RRS (Ribosome Release Score) values for the 5 h time point were calculated to compare with ORFscore values. The RRS calculation and FindORF programs were provided by Guttman et al (2013). To calculate the RRS score of annotated CDSs, a raw bed file was provided to the calculation program; to calculate the scores of other ORFs, the FindORF program was used to generate an input file. For coding genes, the program was run using various 3′UTR options (using either the whole 3′UTR or the minimal 3′UTR until next ORF start), resulting in a slight improvement in RRS score of CDS ORFs when using the whole 3′UTR, but similar clustering of results with both methods.

Calculating translation efficiency

Translation efficiency (TE) was calculated as the base 2 logarithmic ratio of normalized RPFs over the normalized input for each ORF (Ingolia et al, 2011; Bazzini et al, 2012).

Metagene analysis

Metagene plots were generated using R, taking read sets and CDS boundaries in transcript coordinates as input. For each RefSeq transcript with an annotated CDS, reads were counted at each position within two windows (surrounding the start and stop codons). These counts were normalized per transcript by dividing each position's count by the sum of all reads in that window. These normalized counts were summed across all genes.

Defining coding ORFs

Translated ORFs were defined using the following parameters, in order to capture 85% of non‐genome duplicated RefSeq annotated coding genes (N = 9,559): minimum size of 20 aa, ORFscore > 6.044, coverage of position 1 > 10% and expression greater than 1 RPKM at any time point. The less stringent criteria to define the relaxed set of translated ORFs used only ORFscore > 6.044.

Defining alternative (altORFs)

To define altORFs in 5′ and 3′ UTR, ORFs were excluded for which the genomic position of the start or stop codon overlapped any coding regions annotated by RefSeq or Ensembl. To define translated ORFs, see parameters above.

Defining Non‐coding RNA

To define all the genes with no coding region (non‐coding RNA), several filters were imposed to the transcript set described above. First, transcripts overlapping a coding exon were excluded. Second, all the transcripts from a genes with at least one ORF defined as coding (strict or relaxed) were excluded. Third, transcripts with coding potential predicted by Chew et al, 2013 were removed. Fourth, genes with RNA level lower than the first quartile of the genes encoding for defined smORFs (20–100 aa) were discarded. Finally, genes with any ORF that could encode for a protein larger than 100 aa were also excluded.

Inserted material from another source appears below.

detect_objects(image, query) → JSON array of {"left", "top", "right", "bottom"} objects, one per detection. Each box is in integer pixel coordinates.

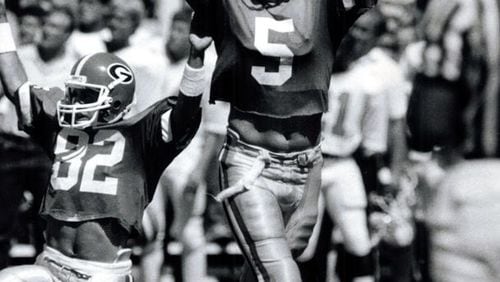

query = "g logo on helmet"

Defining translated small ORFs (smORFs)

Annotated smORFs were defined as all protein‐coding ORFs annotated in RefSeq and Ensembl sized 20–100 aa that passed the same ORFscore and position 1 coverage thresholds (6.044, 10%) mentioned previously. To define smORFs, these thresholds were applied to “processed transcripts” and lincRNAs from Ensembl in addition to the lincRNAs previously described in (Ulitsky et al, 2011) and (Pauli et al, 2012). Any ORFs that overlapped an annotated coding exon were excluded. smORFs residing in the same gene as an ORF > 100 aa defined as coding were also excluded. To avoid multiply counting isoforms/variants that encode for the same peptide, only one of these transcripts was selected when more than one ORF shared the same genomic start and stop coordinates and coding length. For final smORF counts, only one transcript per gene was counted.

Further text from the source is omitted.